Tell Me I'm A Screwed-Up Mess, Ch. 3 | Teen Ink

Tell Me I'm A Screwed-Up Mess, Ch. 3

March 26, 2012
By kpayy5 PLATINUM, Nantucket, Massachusetts
kpayy5 PLATINUM, Nantucket, Massachusetts
48 articles 0 photos 13 comments

At this point the tears break their dam and start running down my cheeks. I sniffle, feeling sorry for myself and try to wipe them away. I am only successful at using one of my hands to wipe my tears, as Louis keeps a firm hold on the other. “I’m so sorry, Ana…” I say softly, voice breaking on the final syllable. She stands up and drags her own chair over to my other side. She leans in and kisses the top of my head gingerly. I sigh.


“Babe, none of this is your fault. I just want you to worry about recuperating at this point. You need to take it easy, and rest, and relax and—”


“Whoa, whoa, hun; I think that’s a little too many requests to be throwing at her right now…” Louis finally says with trepidation, looking up and over at Ana. She blushes, takes my free hand and smiles a little.


I lean my head back against the hospital bed and breathe out a large sigh. After a few minutes of hearing nothing but the faint beepings of the hospital machines, I finally work up the courage to ask one of many soon-to-be-dreaded questions. “Has anyone asked any…questions yet?” I look between my two friends. Louis looks away quickly, clears his throat and looks back. He shakes his head back and forth and looks me in the eyes. I breathe out another big sigh. “Good…” I say, looking down. I wouldn’t have known what to do with myself if I had to answer question upon question of how did I get those bruises? how long has this been going on? have I told anyone or haven’t I? I wouldn’t have been ready to deal with that onslaught. Nope, not at all. I just wanted to keep this a secret for as long as I could. If only myself and my tiny, close-knit group of friends knew about it, I saw no problems. Unless one of them would ever tell. I physically shake my head. No, that would never happen. They wouldn’t. I think. I have absolutely zero intention of this situation going public. I’ll take this to the grave with me if I have to.

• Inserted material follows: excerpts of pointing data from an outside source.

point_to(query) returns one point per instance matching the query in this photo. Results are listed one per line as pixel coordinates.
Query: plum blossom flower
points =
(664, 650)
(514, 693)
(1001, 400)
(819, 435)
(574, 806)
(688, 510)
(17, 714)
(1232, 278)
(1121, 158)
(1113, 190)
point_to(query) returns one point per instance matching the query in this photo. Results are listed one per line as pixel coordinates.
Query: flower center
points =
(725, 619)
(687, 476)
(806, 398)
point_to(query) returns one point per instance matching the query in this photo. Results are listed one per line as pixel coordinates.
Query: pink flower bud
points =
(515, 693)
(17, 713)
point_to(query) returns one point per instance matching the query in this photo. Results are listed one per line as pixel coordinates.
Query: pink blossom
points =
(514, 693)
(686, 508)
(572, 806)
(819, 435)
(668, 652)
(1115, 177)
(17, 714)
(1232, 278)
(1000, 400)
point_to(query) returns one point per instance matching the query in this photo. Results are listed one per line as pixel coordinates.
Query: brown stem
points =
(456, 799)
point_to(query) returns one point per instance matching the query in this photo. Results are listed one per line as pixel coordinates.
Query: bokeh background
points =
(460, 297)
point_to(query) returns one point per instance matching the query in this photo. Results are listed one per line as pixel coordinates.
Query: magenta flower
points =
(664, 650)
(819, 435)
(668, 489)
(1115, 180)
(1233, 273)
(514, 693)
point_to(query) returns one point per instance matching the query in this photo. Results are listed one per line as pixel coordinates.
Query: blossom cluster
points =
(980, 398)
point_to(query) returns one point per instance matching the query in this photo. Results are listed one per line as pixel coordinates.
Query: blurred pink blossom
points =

“Babe, are you alright? You’ve gone a bit pale. Do you want me to ring the nurse or somethi—”


“No, don’t worry, Lou. I’m okay.” I offer up to him with a (what I hope to be) reassuring smile.


Everyone sits in silence again for a few minutes. I absently bite my bottom lip, thinking about all I’ll have to face once I get discharged and out of here. I think about how I’ll have to face real life again. Go back to work. See my family. Hang out with my friends when I can. Change from the worthless, useless person you’ve become… a voice in the back of my head nags. Deal with the real problem here…him.


“Are you sure…?” he asks wearily. I nod my head. “Okay… I just—I—I’m so sorry, Babe. I want… I want to help you. To be perfectly honest, I want to get you the h*ll out of here. I don’t want you to be surrounded by this anymore. By… him. By—”


And as if on cue, the doorknob slowly turns and begins to open. The first thing I see is a black boot and then slightly torn blue jeans. It’s only then that I notice the faint blood stain still residing on the knee. I start to feel woozy. That’s my blood on those jeans. More and more of him starts coming in to view and it’s all I can do not to start screaming out loud. Finally, he’s standing in the middle of the doorway, staring at me. Ana grabs my hand tighter, and Louis tenses so much you’d think he became some sort of marble statue. I finally make myself look directly into his eyes. They’re piercing me all the way through to my soul. I pale so fast that it literally seems all the blood has run right out of me. Everything in the room starts shifting odd ways and I know I’m either going to vomit or pass out… possibly both.


He closes the door and crosses his arms over his broad chest. His muscles constrict with the movement and I get painful flashbacks of those same muscles clenching right before a beating. My breathing becomes extremely shallow. I hear him faintly start to call my name before my head hits the thin pillow and I black out.